Abrogastes seemed angry.
He was often so, of course, when the sword, his signet on the pommel, for signing deeds, was not in his hand, when he was not aflight, when he was not adventuring.
Yet Abrogastes was not a simple adventurer, no ordinary raider, no simple brigand or pirate, sniffing about here and there, watching for his chance, prowling at the outskirts of cities, then slipping into a port at night, bringing the storm of fire and steel to some town, and then slipping away again, almost as swiftly as he had come, before the imperial cruisers could, or would, reach the scene.
Some worlds, he was sure, had been abandoned to the predations of such as he, as they lay open and inviting, whereas others, doubtless richer, were zealously guarded, so much so that they might cost a fleet.
Was this supposed to constitute an unspoken contract, he had wondered, a concession of sorts, that he might occupy himself somewhere, and content himself with what he was offered?
That he should then give up the rest?
Did they think to cast him a bone, that he might carry it away, and gnaw on it, and worry it, thereby being distracted from the stores of roasted beeves, the scent of which was on every wind?

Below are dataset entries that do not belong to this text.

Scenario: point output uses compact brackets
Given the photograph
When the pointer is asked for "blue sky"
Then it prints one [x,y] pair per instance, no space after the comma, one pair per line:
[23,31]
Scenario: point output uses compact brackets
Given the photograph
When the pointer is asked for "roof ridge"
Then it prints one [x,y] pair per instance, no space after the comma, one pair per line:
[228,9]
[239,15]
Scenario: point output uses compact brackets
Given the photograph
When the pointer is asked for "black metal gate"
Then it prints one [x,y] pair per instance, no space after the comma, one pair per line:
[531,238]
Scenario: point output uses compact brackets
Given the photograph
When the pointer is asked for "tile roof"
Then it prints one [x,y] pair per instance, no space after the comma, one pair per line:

Did they think he was a dog, to be so easily distracted?
Those of the empire, he knew, regarded him, and his kind, as dogs.
But they did not know the dogs of the Alemanni, he thought to himself, one of which lay to his right, on the dais, humped, alert, its crest half-aroused, watching the tables between half-closed lids.
The dogs of the Alemanni, and of many worlds, were large, agile, restless, vicious beasts.
Dogs, mused Abrogastes, have teeth, and will.
With some worlds, still nominally within the empire, many of which on whom federates were housed, he had formed arrangements.